Rep. Scott Peters and Carl DeMaio Vie for Independent, Cross-Party Votes in CA-52

With over a million dollars being spent and plenty of attacks from both sides, the race in California’s 52nd Congressional District has only just started to heat up with less than 40 days left until Election Day. Democratic U.S. Representative Scott Peters, who is about to finish his first term in Congress, is defending his incumbency against Republican candidate Carl DeMaio.

While the race may have seemed like an uphill battle for Peters at one point, as a June Survey USA poll placed candidate DeMaio ahead by 9 points, it has since evolved into a extremely close contest. Peters was ahead of DeMaio by a single point in a September Survey USA poll.

The congressman believes this surge was in part due to a lack of awareness of the race and an endorsement from the Republican-leaning United States Chamber of Commerce.

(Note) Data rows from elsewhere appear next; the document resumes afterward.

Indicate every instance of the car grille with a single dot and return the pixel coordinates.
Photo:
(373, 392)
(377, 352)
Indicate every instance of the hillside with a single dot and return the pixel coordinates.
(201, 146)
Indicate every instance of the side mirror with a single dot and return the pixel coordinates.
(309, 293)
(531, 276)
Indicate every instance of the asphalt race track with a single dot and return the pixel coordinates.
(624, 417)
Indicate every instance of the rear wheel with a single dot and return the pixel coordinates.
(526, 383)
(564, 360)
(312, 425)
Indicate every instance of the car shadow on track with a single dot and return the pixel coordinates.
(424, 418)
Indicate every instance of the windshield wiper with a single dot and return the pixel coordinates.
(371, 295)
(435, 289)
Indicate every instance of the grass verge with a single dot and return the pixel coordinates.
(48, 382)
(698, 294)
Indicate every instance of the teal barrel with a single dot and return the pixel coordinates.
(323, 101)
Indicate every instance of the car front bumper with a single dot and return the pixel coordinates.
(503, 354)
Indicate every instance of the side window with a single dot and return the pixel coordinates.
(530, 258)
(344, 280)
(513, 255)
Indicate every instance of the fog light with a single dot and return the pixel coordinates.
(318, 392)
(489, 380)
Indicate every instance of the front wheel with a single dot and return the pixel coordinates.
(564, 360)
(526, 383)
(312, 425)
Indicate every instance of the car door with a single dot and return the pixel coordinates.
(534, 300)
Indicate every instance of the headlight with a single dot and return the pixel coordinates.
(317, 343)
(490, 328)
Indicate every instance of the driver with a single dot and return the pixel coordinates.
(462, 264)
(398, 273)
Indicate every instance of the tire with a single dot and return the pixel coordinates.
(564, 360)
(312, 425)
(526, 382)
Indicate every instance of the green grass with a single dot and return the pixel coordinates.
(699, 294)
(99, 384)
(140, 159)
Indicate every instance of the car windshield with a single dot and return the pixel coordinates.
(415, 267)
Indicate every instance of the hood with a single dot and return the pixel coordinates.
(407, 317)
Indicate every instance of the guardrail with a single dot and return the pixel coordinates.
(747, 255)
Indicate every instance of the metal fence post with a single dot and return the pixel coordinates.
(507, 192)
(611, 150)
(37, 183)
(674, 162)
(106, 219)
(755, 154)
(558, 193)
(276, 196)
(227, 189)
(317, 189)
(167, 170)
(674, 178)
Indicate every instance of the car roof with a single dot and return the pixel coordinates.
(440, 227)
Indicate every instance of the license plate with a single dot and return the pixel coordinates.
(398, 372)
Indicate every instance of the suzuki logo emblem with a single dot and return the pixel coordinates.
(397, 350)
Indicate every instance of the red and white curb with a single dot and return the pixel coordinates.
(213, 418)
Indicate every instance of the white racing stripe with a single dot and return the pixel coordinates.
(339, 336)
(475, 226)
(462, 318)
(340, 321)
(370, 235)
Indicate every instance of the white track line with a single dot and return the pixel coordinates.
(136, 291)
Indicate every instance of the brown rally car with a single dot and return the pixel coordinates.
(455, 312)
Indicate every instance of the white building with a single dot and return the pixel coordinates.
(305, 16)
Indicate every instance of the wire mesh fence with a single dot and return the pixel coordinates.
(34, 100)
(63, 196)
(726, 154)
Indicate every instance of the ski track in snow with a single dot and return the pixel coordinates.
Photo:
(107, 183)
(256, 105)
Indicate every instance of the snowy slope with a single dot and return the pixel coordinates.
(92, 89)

“Voters don’t make their decision in the summer; they start to pay attention after Labor Day,” Peters said in an interview for IVN. “The first thing that happened after Labor Day was we got the endorsement of the United States Chamber of Commerce. And if you read their letter, they’re pretty adamant that I’m the one in this race that would help spur job creation and help the economic recovery.”

DeMaio, however, disagrees that a surge has even occurred.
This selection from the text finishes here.